I went through a similar thing when I was a child, except my mother also used to scratch so hard she'd draw blood, and spit in my face and scream so loudly directly into my ear that I now have permanent hearing problems in one ear. It started out the way you're describing it though :( I felt like you but didn't get the help I needed, and ended up attempting suicide when I was 17. She still uses the suicide attempt against me ten years later and jokes about how I'm such a screw up that I even failed at killing myself. PLEASE do not let things get to that point - I don't want you to end up like me!
Please document your marks and bruises by taking pictures of them on a camera or your phone (if you have one) or asking a trusted friend to take the pictures and email them to you. If you are still in school, your school counselor or pretty much any teacher is obligated to take action if there's any suspicion of child/adolescent abuse. Show the actual bruises if you still have them, and the photos you have. Tell them what you are going through, and that you tried to reason with your mother and avoided doing anything that might trigger her, but nothing helps. If you are worried that your mother will retaliate against you for reporting her, tell the teacher/counselor about your concerns about your safety. Ask them if they are going to write up a report, and if you should get a copy to show to the police because you're scared about your safety. They will take you all the more seriously if you make it clear that you expect them to do something to help you.
My suggestion is to go somewhere quiet and think about what you are going to say before you talk to the teacher or counselor, maybe write it down as a statement. You need to make sure that you communicate carefully, because often times young people are accused of being hormonal/emotional and blowing things out of proportion. It's up to you, but I would focus on the following things: public shaming and bullying regarding your weight and acne, her inability to manage her anger/uncontrolled outbursts of rage, and physical abuse... but leave out how she nitpicks the way you do laundry or whatever (because ALL parents nag about that stuff and that's not abuse!) You need to emphasize that she does NOT use her words and physical contact in the context of discipling or advising you, she does it to make you feel small and intimidate you. Some authority figures unfortunately believe that a little bit of physical punishment is a legit form of parental discipline and might not take you seriously if you just say "mom says mean things and hits me sometimes." However, if you emphasize that her actions and behavior are well beyond the realm of any well-meaning parenting style, you will get better results.
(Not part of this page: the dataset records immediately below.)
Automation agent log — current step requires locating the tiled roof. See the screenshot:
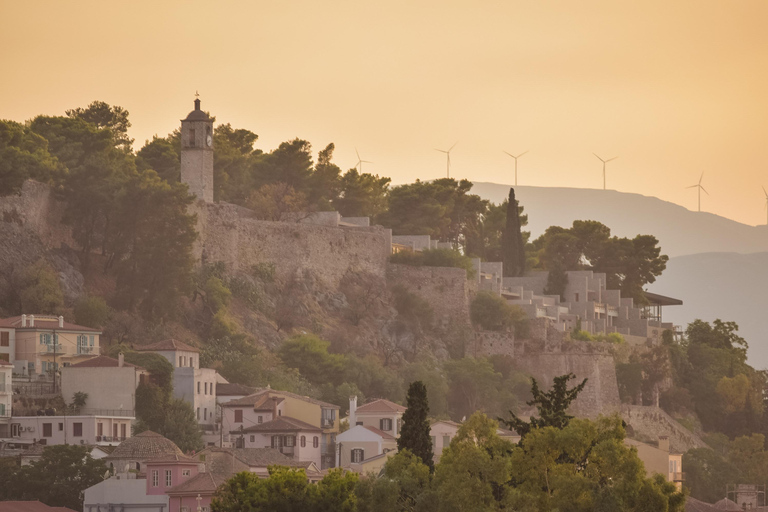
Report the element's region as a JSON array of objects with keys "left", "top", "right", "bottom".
[
  {"left": 224, "top": 393, "right": 283, "bottom": 411},
  {"left": 135, "top": 339, "right": 199, "bottom": 353},
  {"left": 166, "top": 472, "right": 228, "bottom": 495},
  {"left": 198, "top": 447, "right": 303, "bottom": 473},
  {"left": 145, "top": 453, "right": 199, "bottom": 464},
  {"left": 363, "top": 425, "right": 395, "bottom": 440},
  {"left": 217, "top": 383, "right": 257, "bottom": 396},
  {"left": 0, "top": 502, "right": 77, "bottom": 512},
  {"left": 232, "top": 416, "right": 322, "bottom": 434},
  {"left": 221, "top": 388, "right": 337, "bottom": 409},
  {"left": 68, "top": 355, "right": 142, "bottom": 369},
  {"left": 105, "top": 431, "right": 183, "bottom": 461},
  {"left": 356, "top": 399, "right": 406, "bottom": 414},
  {"left": 0, "top": 315, "right": 100, "bottom": 333}
]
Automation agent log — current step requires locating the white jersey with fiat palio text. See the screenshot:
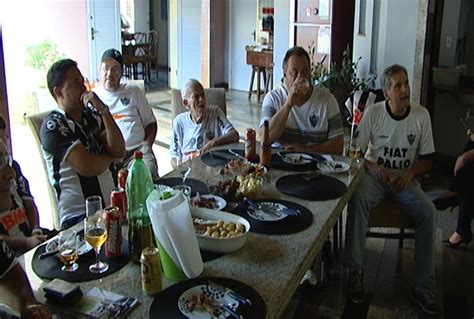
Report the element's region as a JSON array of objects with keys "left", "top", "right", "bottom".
[{"left": 356, "top": 101, "right": 435, "bottom": 170}]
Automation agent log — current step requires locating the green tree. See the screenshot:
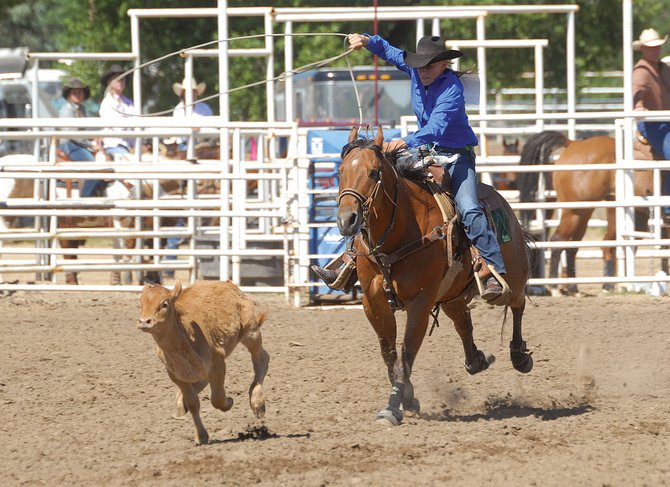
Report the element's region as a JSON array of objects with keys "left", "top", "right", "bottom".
[{"left": 2, "top": 0, "right": 669, "bottom": 120}]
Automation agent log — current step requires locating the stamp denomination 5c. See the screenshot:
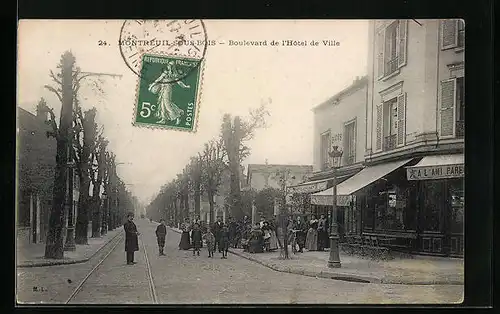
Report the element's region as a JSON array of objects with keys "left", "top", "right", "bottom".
[{"left": 134, "top": 54, "right": 202, "bottom": 132}]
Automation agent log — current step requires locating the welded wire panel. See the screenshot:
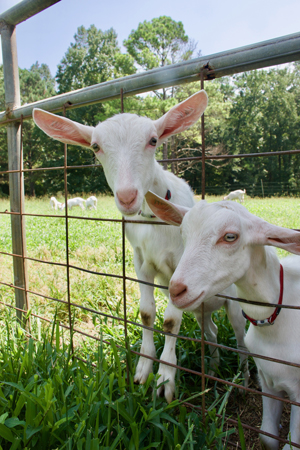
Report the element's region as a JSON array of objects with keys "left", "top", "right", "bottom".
[{"left": 0, "top": 76, "right": 299, "bottom": 450}]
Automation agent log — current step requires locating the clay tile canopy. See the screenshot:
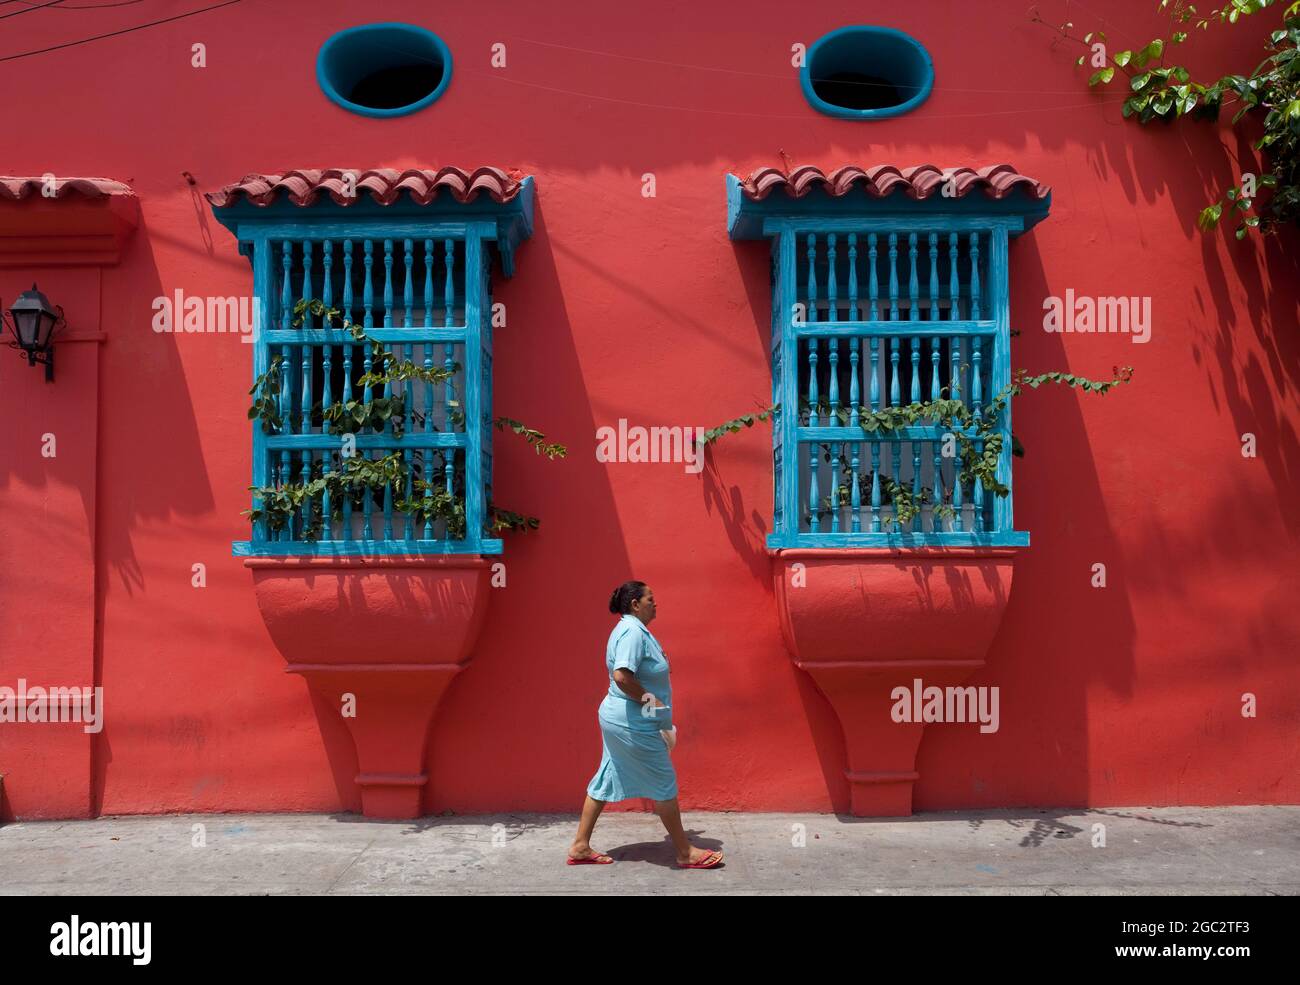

I'm not trying to scare you, I'm just trying to tell you all the things I wish an adult had told me back when I was growing up. I have three final pieces of advice for you: 1. Specifically tell an adult at your school that you are feeling suicidal because of your home environment, and ask if there's any way to get psychiatric help/counseling (trust me, it's really helpful.) 2. Pack a small bag/backpack with one change of clothing, clean underwear, toothbrush/toiletries, and any other necessities that you might need for an overnight stay somewhere and keep it somewhere that's easy for you to access in an emergency, and 3. If the school was unable to help you or things escalate to the point that you're in serious danger, grab the bag and get yourself to the nearest police station for help.
I'm praying for you, and hope that you get the help that you need.
Don't talk back, that's all you have to do. And yeah you're mom is being a b****, I've went through the same thing w my father. Criticized me on everything, but don't take it to heart. They are unhappy with themselves. If she's hurting you like my father did to me, than leave. Call the police and leave. We can't help you. At all. Take that sh** in your own matters Bc we can't do anything about it. How about you actually stand up for your self and leave? Idk what else to say to this but you'll get through it. I hope everything goes well (:
She's unhappy with herself and is taking it out on you. A lot of parents try to live vicariously through their children, but if they don't see their children in a positive light, then it messes up their "living vicariously" thing. You're being abused and should probably find a way out. Don't try to be perfect, don't let her ideas control you.